Community safety MEC Dan Plato is also looking for solutions to paramedics under attack in some areas.

The City of Ekurhuleni should soon be better equipped to deal with emergencies in the region after it announced it would spend R94 million in improving its capacity to deal with such situations.

Firefighting, rescue operations, ambulances and primary response units activities are the areas in which the budgeted funds will go in a bid to improve the City’s disaster management capabilities.

In a statement issued by Ekurhuleni Metropolitan Municipality spokesperson Themba Gadebe, the city planned to construct six new fire stations in the next five years, especially in those areas that did not have such facilities, and old fire stations in the region would also be revamped and upgraded.

A disaster management operation in Ekurhuleni was thrust into the spotlight in March after a five-year-old boy fell down an open mine shaft in the Ekurhuleni informal settlement. Efforts by Ekurhuleni Disaster and Emergency Management Services, the department of mineral resources, Mine Rescue Services and the SA National Defence Force came to no avail in attempting to retrieve the little boy’s body, as conditions posed many challenges.

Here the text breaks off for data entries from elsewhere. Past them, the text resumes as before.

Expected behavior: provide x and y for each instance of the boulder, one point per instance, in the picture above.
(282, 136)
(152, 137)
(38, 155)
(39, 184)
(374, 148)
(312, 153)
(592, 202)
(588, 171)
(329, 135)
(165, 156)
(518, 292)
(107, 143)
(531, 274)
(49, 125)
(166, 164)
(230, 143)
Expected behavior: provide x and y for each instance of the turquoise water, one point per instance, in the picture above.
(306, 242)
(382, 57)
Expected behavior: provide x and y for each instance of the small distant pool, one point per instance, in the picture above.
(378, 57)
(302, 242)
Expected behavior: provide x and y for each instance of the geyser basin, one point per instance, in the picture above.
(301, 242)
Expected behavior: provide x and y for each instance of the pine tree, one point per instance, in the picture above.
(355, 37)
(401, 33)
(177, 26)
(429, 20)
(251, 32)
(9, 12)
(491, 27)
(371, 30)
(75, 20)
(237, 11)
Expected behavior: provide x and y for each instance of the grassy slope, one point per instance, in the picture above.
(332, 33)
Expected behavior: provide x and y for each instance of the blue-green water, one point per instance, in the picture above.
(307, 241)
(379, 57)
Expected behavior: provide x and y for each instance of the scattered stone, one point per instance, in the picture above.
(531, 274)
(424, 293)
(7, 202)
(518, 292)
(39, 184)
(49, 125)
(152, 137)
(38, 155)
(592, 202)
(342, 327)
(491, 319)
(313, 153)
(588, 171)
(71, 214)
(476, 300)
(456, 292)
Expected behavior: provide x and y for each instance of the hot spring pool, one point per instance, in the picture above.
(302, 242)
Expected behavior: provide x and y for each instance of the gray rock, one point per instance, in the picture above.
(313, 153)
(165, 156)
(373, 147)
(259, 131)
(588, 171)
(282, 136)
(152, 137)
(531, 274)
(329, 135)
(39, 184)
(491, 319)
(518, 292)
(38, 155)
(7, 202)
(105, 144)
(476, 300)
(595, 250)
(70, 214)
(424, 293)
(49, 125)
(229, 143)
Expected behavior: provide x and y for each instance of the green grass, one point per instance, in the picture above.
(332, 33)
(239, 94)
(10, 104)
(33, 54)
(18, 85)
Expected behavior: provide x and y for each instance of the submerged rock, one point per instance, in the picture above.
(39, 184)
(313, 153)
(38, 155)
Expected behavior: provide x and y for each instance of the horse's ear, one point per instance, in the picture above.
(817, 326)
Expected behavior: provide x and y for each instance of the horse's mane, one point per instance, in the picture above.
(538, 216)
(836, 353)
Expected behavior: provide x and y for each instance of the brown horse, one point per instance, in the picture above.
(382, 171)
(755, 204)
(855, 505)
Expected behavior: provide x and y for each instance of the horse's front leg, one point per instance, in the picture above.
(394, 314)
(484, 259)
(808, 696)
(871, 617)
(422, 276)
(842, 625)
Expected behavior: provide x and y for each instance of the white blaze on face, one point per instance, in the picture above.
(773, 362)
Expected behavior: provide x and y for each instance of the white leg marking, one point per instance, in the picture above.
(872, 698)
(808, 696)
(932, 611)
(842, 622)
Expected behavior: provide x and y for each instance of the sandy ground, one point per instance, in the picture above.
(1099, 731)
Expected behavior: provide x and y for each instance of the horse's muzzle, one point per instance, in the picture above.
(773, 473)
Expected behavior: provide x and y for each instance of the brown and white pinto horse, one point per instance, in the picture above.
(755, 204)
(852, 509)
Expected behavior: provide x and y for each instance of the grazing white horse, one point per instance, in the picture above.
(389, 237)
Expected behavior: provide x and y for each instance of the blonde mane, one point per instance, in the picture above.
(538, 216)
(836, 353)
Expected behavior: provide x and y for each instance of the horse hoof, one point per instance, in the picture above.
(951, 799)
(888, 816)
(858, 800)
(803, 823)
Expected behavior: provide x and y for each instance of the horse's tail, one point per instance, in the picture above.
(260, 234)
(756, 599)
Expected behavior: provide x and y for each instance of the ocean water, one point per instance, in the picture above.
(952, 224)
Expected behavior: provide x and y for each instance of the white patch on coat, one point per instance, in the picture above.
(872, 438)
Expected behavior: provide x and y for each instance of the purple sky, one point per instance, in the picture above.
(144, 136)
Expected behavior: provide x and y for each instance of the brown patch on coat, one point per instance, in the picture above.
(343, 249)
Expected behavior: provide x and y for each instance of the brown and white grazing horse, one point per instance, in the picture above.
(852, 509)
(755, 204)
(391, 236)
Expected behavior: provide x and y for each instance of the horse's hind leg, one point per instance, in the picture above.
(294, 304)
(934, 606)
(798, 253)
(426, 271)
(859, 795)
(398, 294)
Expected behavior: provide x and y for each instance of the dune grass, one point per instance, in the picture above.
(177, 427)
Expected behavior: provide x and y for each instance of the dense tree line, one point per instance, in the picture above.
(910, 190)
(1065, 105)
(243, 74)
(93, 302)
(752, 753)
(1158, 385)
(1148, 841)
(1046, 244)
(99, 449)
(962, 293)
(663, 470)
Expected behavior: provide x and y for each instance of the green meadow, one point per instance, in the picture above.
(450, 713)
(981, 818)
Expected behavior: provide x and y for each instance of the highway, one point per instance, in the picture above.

READ MORE: Jerusalem residents to be moved after child falls into mineshaft

In July last year, a tornado ripped through Tembisa, leaving an estimated 400 residents displaced. Other areas damaged by the storm included 100 shacks and 20 houses in Hospitalview in Ekurhuleni.

READ MORE: 400 displaced after Tembisa tornado

Ekurhuleni mayor Mzwandile Masina said: “We aim to curb the perishing of properties to fires and floods, especially in the informal settlements.

“We must also constantly improve our ability to respond timeously and effectively to such problems and limit the loss of lives and property, especially among the most vulnerable of our people.”

Meanwhile, the challenges confronting emergency medical services (EMS) in the Western Cape made headlines on Thursday after Western Cape community safety MEC Dan Plato reportedly said it would be too expensive to set up so-called safety kiosks in which EMS staff who were under attack in dangerous areas would be escorted by private security.

Plato had reportedly initially promised this in an interview with Carte Blanche.

This is according to IOL, which further reports that Plato had said he was talking to various stakeholders about how to protect paramedics.